Par un arrêt rendu le 28 janvier 2021, la Cour de justice de l’Union européenne a précisé l’étendue des pouvoirs d’investigation de la Commission en matière de concurrence. Le litige portait sur une décision demandant des renseignements à des entreprises suspectées d’avoir pratiqué des prix prédateurs sur le marché des chipsets.
L’autorité de contrôle avait ouvert une enquête pour abus de position dominante à la suite d’une plainte déposée par un concurrent des sociétés concernées. Après l’envoi d’une communication des griefs, l’institution a adopté une décision contraignante exigeant des informations complémentaires sous peine d’une astreinte journalière de montant élevé. Le Tribunal de l’Union européenne a rejeté le recours en annulation formé contre cet acte par une décision rendue à Luxembourg le 9 avril 2019. Les requérantes ont alors formé un pourvoi devant la Cour de justice pour contester la légalité de cette demande de renseignements tardive.
Les juges devaient déterminer si une autorité de concurrence peut valablement solliciter des données détaillées après l’envoi de l’acte fixant provisoirement les griefs. La Cour devait également apprécier si la charge de travail imposée aux entreprises respectait les principes de nécessité, de proportionnalité et de non-auto-incrimination. Elle rejette finalement le pourvoi en affirmant que l’institution peut poursuivre son instruction pour répondre aux arguments de défense soulevés par les parties. L’analyse portera sur la confirmation des larges prérogatives d’investigation de l’administration (I), puis sur l’encadrement des garanties procédurales opposables par les entreprises (II).
I. La confirmation des larges prérogatives d’investigation de la Commission
A. La persistance du pouvoir d’enquête après la communication des griefs
La Cour souligne que la communication des griefs est un « document de caractère procédural et préparatoire » qui ne lie pas définitivement l’autorité de concurrence. L’institution doit tenir compte de l’intégralité de la procédure administrative pour abandonner des griefs infondés ou compléter son argumentation à l’appui des faits retenus. Cette nature provisoire autorise l’envoi de demandes de renseignements supplémentaires afin d’obtenir tout éclaircissement nécessaire au sujet des éléments invoqués par les sociétés visées. Les magistrats considèrent que le règlement n’impose aucune limite temporelle stricte quant à l’exercice du pouvoir de recueillir des informations utiles à l’instruction.
B. La légitimité de la collecte de données périphériques à l’infraction
L’exigence d’une « corrélation entre la demande de renseignements et l’infraction soupçonnée » est satisfaite dès que l’autorité peut raisonnablement supposer l’utilité des données. Les renseignements portant sur des périodes antérieures ou postérieures à la période infractionnelle présumée peuvent s’avérer indispensables pour établir un critère prix-coût adéquat. La Commission dispose d’un large pouvoir pour apprécier la nécessité d’une information afin de mieux cerner l’étendue d’un comportement abusif ou sa durée réelle. Le juge refuse de censurer une demande visant à corriger une méthodologie comptable après avoir reçu les observations critiques des entreprises lors du débat contradictoire.
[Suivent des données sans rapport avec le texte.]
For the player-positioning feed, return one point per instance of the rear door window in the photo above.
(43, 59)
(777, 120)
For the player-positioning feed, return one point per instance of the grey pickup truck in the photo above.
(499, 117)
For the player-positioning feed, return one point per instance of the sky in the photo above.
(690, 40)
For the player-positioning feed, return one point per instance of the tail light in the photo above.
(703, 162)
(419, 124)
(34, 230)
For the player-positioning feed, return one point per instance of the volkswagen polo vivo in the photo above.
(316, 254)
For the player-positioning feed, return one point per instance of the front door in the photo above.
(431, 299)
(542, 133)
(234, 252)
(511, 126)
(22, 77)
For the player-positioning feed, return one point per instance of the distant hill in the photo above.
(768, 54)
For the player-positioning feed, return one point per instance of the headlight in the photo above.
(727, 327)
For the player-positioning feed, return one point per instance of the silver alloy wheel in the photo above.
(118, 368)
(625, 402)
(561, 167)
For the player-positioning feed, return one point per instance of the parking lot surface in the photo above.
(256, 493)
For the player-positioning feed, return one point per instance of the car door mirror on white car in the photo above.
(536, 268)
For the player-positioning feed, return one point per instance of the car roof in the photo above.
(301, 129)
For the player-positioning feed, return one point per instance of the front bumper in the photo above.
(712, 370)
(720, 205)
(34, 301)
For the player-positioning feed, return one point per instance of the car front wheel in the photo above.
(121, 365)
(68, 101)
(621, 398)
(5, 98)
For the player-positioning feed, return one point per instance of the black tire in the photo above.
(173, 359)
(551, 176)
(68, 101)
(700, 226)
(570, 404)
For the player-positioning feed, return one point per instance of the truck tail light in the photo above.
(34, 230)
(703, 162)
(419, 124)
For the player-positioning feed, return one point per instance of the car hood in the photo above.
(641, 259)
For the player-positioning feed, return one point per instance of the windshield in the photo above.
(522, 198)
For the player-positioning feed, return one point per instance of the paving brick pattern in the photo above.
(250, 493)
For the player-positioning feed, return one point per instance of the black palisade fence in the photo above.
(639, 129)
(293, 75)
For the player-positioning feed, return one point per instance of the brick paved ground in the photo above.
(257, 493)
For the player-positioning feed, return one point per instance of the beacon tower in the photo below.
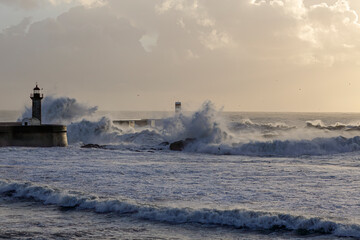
(36, 97)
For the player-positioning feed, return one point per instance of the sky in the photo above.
(243, 55)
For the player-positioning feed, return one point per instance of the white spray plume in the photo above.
(61, 110)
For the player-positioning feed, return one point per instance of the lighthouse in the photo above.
(36, 98)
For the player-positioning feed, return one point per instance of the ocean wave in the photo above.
(287, 148)
(61, 110)
(318, 124)
(247, 124)
(238, 218)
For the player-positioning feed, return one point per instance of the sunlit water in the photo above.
(273, 178)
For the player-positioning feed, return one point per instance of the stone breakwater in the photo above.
(13, 134)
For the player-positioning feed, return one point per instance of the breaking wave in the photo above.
(61, 110)
(211, 132)
(318, 124)
(247, 124)
(277, 148)
(238, 218)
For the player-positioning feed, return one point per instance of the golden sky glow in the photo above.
(250, 55)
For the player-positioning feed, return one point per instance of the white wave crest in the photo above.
(318, 124)
(247, 124)
(232, 218)
(277, 148)
(61, 110)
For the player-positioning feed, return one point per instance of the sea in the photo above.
(243, 175)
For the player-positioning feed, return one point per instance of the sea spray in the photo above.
(62, 110)
(236, 218)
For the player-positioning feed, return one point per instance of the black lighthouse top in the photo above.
(36, 93)
(36, 97)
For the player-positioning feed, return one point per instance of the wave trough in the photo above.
(231, 218)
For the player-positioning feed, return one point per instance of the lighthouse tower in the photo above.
(36, 97)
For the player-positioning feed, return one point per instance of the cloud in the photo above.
(31, 4)
(151, 53)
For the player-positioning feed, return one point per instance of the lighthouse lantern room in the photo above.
(36, 98)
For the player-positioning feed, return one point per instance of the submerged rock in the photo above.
(94, 146)
(180, 145)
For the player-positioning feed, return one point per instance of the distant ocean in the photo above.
(245, 176)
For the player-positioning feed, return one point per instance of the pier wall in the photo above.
(33, 136)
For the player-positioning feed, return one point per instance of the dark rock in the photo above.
(164, 144)
(94, 146)
(180, 145)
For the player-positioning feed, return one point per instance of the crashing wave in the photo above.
(277, 148)
(61, 110)
(247, 124)
(318, 124)
(238, 218)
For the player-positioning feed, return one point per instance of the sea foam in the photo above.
(237, 218)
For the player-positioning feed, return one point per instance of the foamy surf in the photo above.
(237, 218)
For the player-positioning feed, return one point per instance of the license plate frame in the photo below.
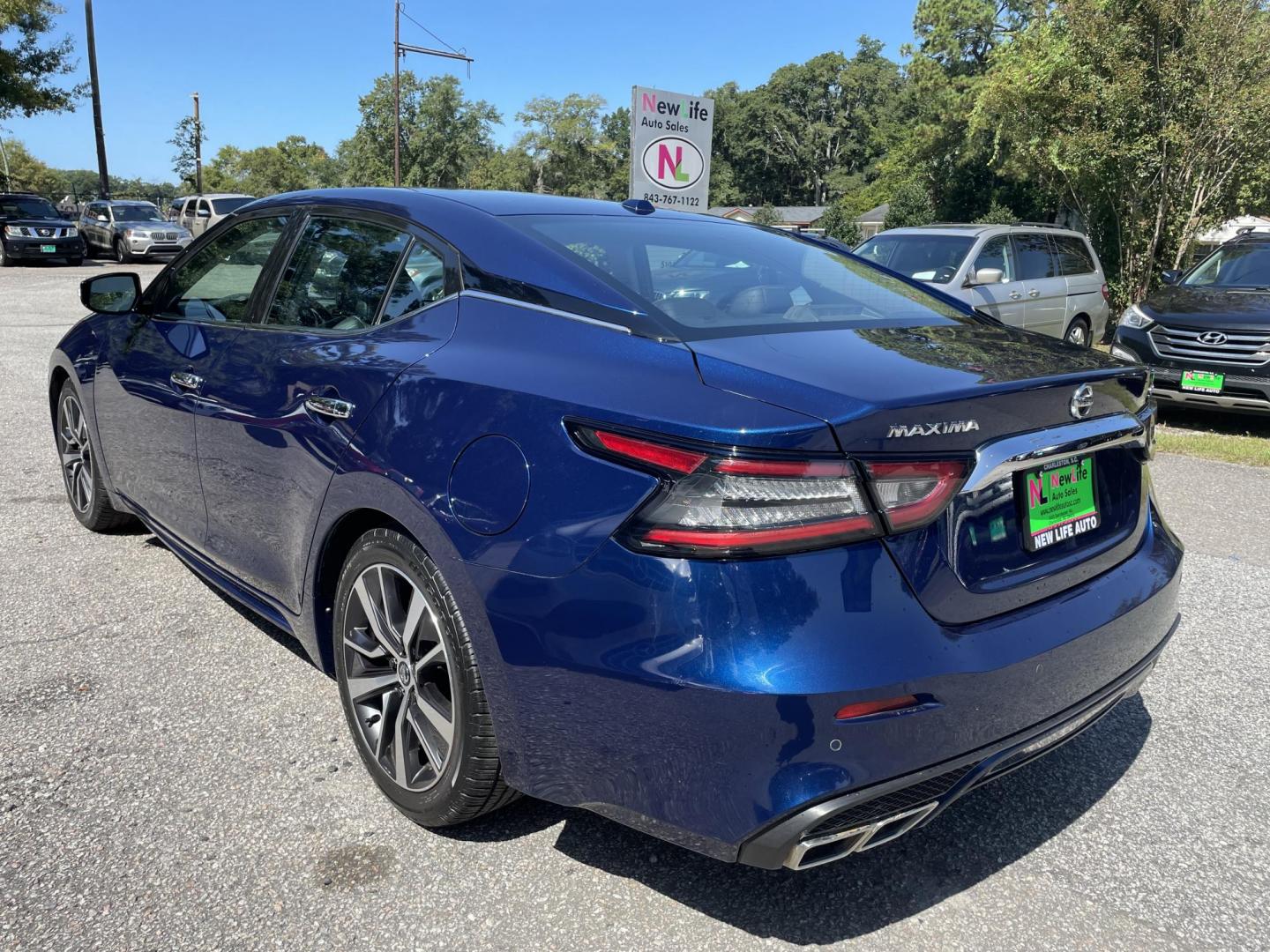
(1201, 381)
(1057, 502)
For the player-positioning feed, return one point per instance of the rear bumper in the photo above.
(698, 701)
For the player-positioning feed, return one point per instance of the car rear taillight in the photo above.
(718, 504)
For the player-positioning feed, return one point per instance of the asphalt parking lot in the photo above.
(173, 775)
II. L’encadrement des garanties procédurales opposables par les entreprises
A. La conciliation entre charge de travail et principe de proportionnalité
Le caractère proportionné d’une mesure d’instruction s’apprécie exclusivement au regard des nécessités de l’enquête sans que l’importance de la tâche suffise à l’invalider. Les entreprises doivent agir avec une diligence accrue pour préserver les preuves dont elles disposent raisonnablement dès la réception des premières demandes de renseignements. La Cour rejette l’argument tiré de la difficulté matérielle à retrouver des documents anciens stockés dans des archives externes ou non organisées de manière systématique. Elle précise que le format de réponse suggéré par l’administration ne revêt pas de caractère contraignant s’il vise uniquement à faciliter le traitement des données.
B. Le respect limité du droit de ne pas contribuer à sa propre incrimination
L’obligation de répondre à des questions factuelles ne saurait être assimilée à une contrainte forçant l’entreprise à admettre l’existence d’une violation des règles. Les sociétés sont tenues de produire des documents internes préexistants même si ces informations peuvent servir à établir l’existence d’un comportement anticoncurrentiel à leur encontre. Le droit de ne pas témoigner contre soi-même interdit seulement d’imposer des réponses par lesquelles l’intéressé reconnaîtrait formellement la commission d’une infraction. La formalisation de données comptables dans un document spécifique ne constitue pas en soi une violation des droits de la défense ou du droit au procès équitable.